Crowd Science: Google Analytics For Demographics

Crowd Science, a new demographics service that aims to help online publishers maximize their audience and ad revenue, has launched today in an invite-only beta. The site compares itself to Google Analytics, but explains that it focused on “demographics and attitudes rather than clicks”. The first 100 TechCrunch readers to go here and enter TECHCRUNCH as the promo code will be able to join the beta immediately.

The service tabulates demographic data by sporadically offering users an offer to participate in an embedded survey. To cut back on phony entries, the site only offers the survey to visitors it deems acceptable (it would probably rule out IPs that refreshed a page numerous times). Surveys are also presented in an unobtrusive fashion in the hopes that only people that are genuinely interested in participating will do so.

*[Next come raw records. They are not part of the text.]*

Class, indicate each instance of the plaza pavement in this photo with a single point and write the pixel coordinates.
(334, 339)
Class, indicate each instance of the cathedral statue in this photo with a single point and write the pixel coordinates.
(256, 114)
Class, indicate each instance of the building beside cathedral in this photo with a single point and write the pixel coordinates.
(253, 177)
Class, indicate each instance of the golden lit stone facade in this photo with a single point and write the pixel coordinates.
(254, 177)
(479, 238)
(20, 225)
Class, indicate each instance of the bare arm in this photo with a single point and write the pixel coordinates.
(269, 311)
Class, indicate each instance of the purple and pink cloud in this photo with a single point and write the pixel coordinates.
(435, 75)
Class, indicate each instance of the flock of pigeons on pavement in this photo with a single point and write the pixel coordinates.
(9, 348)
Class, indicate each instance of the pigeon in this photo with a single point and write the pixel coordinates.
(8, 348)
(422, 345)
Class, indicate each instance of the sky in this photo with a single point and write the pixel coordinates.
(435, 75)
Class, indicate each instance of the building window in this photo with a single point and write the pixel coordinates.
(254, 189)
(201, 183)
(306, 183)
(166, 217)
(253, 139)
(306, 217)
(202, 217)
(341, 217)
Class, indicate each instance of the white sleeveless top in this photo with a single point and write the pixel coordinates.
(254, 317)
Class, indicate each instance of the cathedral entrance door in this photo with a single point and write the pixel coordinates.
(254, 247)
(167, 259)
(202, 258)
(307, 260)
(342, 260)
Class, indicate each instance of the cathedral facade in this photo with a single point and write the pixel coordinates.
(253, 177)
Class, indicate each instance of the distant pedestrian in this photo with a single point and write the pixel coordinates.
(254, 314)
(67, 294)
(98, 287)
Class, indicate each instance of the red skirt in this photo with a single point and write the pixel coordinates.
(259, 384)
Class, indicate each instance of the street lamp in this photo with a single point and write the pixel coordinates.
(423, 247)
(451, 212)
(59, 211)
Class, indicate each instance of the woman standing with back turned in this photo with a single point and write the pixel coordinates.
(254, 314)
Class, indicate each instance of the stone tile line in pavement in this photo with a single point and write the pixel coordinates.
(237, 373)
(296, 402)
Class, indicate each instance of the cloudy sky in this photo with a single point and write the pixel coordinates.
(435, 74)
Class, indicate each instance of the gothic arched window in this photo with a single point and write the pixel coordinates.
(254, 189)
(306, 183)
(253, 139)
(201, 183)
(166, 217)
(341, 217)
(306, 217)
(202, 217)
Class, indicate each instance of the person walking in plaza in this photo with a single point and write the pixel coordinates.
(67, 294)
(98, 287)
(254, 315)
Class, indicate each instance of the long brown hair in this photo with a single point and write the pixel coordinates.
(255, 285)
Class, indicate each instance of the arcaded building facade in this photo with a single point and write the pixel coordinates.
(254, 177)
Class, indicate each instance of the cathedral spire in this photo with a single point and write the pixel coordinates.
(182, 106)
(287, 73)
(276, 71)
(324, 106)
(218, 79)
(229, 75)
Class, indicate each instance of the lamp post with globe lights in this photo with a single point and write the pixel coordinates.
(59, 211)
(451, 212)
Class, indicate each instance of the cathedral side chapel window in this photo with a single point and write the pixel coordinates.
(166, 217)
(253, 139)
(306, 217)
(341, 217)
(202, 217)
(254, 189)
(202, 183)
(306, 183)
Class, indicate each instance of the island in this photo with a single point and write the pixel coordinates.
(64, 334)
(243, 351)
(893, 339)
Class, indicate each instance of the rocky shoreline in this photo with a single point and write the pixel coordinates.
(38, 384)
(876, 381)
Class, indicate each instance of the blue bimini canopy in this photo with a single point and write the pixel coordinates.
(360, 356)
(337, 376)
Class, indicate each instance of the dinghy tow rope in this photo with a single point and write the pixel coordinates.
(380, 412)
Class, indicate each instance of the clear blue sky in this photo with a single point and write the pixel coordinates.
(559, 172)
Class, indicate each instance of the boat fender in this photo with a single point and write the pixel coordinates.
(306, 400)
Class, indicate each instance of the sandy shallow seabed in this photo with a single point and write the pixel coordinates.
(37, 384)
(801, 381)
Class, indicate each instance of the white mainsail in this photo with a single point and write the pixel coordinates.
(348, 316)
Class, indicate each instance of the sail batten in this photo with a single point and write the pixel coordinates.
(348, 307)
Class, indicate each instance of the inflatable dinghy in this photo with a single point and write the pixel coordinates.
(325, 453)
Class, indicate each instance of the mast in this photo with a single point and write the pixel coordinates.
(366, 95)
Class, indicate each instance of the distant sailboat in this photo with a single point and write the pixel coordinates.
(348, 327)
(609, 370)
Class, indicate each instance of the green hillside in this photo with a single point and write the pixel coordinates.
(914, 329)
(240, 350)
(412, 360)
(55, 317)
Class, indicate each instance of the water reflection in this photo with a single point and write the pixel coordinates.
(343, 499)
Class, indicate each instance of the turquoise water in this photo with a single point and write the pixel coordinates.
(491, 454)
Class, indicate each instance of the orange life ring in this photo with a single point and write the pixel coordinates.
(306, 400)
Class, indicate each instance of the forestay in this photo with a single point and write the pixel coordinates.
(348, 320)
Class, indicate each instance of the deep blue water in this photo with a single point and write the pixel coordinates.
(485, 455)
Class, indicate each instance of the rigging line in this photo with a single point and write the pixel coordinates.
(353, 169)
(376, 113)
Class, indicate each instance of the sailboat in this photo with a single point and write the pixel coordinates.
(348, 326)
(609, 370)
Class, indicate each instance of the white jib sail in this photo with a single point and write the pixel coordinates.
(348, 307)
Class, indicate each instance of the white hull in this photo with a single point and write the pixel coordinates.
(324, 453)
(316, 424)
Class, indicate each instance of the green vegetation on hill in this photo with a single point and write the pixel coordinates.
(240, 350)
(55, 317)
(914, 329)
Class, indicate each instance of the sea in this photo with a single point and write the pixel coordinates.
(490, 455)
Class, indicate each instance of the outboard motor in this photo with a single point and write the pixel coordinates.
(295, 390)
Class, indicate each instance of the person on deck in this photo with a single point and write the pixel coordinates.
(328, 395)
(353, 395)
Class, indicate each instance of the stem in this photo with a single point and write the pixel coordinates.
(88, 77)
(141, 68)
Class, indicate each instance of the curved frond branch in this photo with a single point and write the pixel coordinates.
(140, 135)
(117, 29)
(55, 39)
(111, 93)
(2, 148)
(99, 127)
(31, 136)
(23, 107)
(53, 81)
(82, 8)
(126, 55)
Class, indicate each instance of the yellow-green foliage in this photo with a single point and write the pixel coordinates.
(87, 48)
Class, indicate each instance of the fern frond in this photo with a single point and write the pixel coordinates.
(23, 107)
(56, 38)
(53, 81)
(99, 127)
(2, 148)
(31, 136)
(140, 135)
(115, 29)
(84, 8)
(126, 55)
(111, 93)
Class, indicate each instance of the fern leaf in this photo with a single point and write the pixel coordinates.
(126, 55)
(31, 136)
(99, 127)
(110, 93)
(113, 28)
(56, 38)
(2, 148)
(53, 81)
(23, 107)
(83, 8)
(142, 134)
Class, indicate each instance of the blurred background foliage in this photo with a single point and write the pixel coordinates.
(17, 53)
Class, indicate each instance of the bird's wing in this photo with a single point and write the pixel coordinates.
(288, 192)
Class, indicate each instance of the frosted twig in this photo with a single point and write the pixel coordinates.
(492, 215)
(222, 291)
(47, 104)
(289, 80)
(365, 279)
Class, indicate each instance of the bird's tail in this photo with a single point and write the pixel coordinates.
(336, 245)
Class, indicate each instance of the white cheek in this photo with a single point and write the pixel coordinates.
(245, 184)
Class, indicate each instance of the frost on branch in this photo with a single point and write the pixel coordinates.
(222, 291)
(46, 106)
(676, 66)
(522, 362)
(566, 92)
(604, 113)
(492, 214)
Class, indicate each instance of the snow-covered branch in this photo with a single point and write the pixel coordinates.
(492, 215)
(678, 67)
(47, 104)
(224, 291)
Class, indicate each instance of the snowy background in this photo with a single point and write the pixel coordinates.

Crowd Science’s real value emerges after the data has been collected. The site performs detailed analysis of the customizable surveys, presenting site publishers with trends including age, sex, and income, that they can use to help tailor their content and advertising. Finally, the site also allows publishers to create “Media Kits” containing selected portions of their data results which can be sent to advertisers.

Of course, Crowd Science is going to be running into one major problem: people need to honestly take these surveys for the site to have any real value. For the time being, there isn’t any incentive for anyone to fill out the survey – instead, the site is relying on user interest. At first glance this sounds like a fatal flaw, but Crowd Science CEO John Martin counters that most people are willing to fill out a survey on sites they are genuinely interested in. He also explains that these surveys really only need 800-1500 participants to be statistically relevant.

Crowd Science will see competition from a number of audience-analyzing sites, including Vizu and, to some extent, NetRatings. The site raised $2 million in Series A funding from Granite Ventures last December.